The developers are proposing one four-storey and six six-storey buildings. This contravenes the recently-adopted Official Community Plan limiting apartments at Christie Point to a height of four storeys (13.5m).

It is council’s role to maintain predictability in zoning and to maintain the policies of the OCP. I have spoken with others who sat with me on the OCP community committee. Our view is unchanged; i.e., that four storeys be the upper limit. It is incumbent on the developer to plan any increase in the number of units from the present 161 to whatever number can be achieved considering the constraints of the site.

Anything over four storeys will be above the tree height; it will form a new viewscape of excessive mass – comparable to a cruise ship anchored in Portage Inlet. It will be obtrusive and destructive to a beautiful natural setting and it will be totally inappropriate for the natural surroundings and nearby neighbourhoods.

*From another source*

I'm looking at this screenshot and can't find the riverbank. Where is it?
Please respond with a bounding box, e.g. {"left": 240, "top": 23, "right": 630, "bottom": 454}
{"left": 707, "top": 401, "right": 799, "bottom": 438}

Christie Point is a natural urban forest, not downtown Toronto. Portage Inlet is a federal bird sanctuary. In doubling the present building height to four storeys, the bird/window collision death toll will be doubled and tripling the height will cause more again. Birds are already in decline. According to the B.C. Coastal Waterbird Survey, a one-day bird count of 15 years ago in Portage Inlet averaged 1,517. In the last five years this has dropped by 80 per cent to 292.

This year, the Capital Regional District celebrates The Urban Sanctuaries Project (sanctuaryproject.ca) in Portage Inlet, as a juvenile salmon nursery and migratory bird route are threatened.

View Royal residents should also be alert to other impacts from this redevelopment: increased traffic on Island Highway, on-site parking, noise and new market housing rental rates, which will force present tenants into an unaffordable situation.

Watch the Town’s meeting agendas for Realstar’s looming rezoning application, then write to mayor and council. State your concerns and your expectation that council will protect you from developers with deep pockets by following the community’s advice as designated in the OCP.